Document type news item from Horse & Hound (UK)
Author: Eleanor Jones
French extract (translation):
Welfare charities have welcomed the Government's commitment to ban live export for slaughter, as a "historic day for animal welfare".
The King's Speech on November 7, which set out the Government's agenda for the next year, introduced the Animal Welfare (Livestock Exports) Bill, stating: "Now that we have left the European Union, we can end live animal exports, further strengthening our animal welfare protections and delivering on our manifesto commitment."
H&H has reported on the Kept Animals Bill, which was introduced in June 2021, and would have clamped down on horse attacks by out-of-control dogs as well as ending live transport for slaughter. The bill had cross-party support but its progress slowed, and it was scrapped this summer. Equine charities were among those calling on the Government to make good on its promise, and when the bill was scrapped, food, farming and fisheries minister Mark Spencer added that individual measures from the bill would be taken forward and the Government "remains committed" to banning live exports for slaughter permanently.

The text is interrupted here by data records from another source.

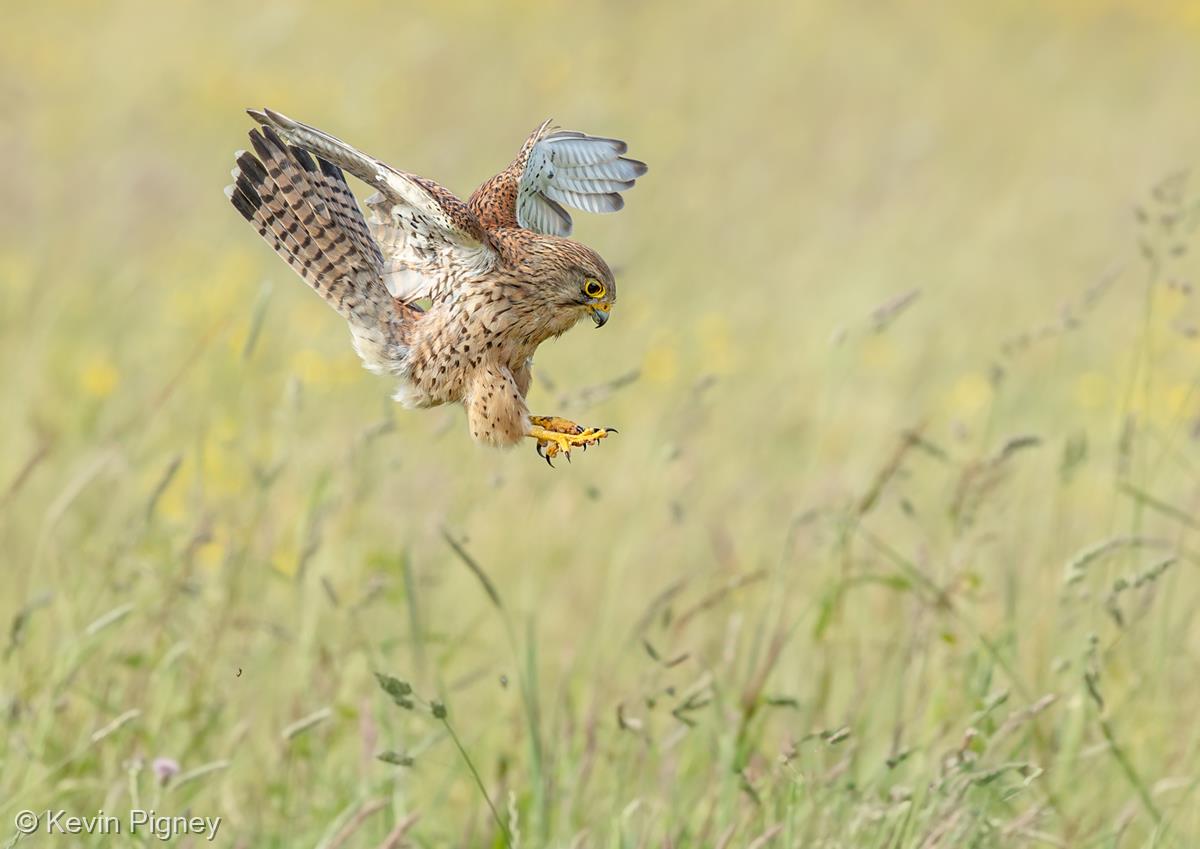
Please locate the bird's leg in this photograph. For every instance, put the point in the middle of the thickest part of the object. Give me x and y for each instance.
(558, 435)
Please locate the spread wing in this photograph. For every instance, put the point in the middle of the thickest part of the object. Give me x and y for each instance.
(556, 169)
(427, 236)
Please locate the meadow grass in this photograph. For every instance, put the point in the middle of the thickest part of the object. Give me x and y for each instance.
(897, 547)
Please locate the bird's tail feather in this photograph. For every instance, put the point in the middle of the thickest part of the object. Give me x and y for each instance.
(305, 211)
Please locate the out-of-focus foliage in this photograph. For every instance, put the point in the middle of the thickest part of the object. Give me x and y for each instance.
(897, 545)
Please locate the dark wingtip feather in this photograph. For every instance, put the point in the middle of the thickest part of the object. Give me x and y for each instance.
(250, 191)
(639, 166)
(331, 170)
(240, 203)
(274, 138)
(259, 144)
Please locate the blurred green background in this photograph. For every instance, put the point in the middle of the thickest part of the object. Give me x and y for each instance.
(905, 371)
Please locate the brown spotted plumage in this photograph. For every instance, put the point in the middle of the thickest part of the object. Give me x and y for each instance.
(498, 274)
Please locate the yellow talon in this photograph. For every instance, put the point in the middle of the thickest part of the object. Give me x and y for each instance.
(558, 435)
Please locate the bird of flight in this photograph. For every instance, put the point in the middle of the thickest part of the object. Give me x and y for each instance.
(497, 272)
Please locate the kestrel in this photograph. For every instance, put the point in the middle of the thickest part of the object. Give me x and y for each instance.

The Government says the new bill will ensure animals are slaughtered domestically, in "high-welfare UK slaughterhouses" and prevent export to "unknown and likely lower welfare slaughterhouse conditions".
The RSPCA was "thrilled" by the commitment. [...] "This King's Speech, the last one before the [next general] election, is an acid test of the UK Government's true commitment to animal welfare and we now urge them to make good on this promise, finally get this legislation over the line, and bring in a ban on this cruel and barbaric practice."
A Defra spokesman told H&H: "As the highest ranked G7 nation when it comes to World Animal Protection's animal protection index, the UK is a world leader on animal welfare and we are fully committed to maintaining and enhancing our strong track record.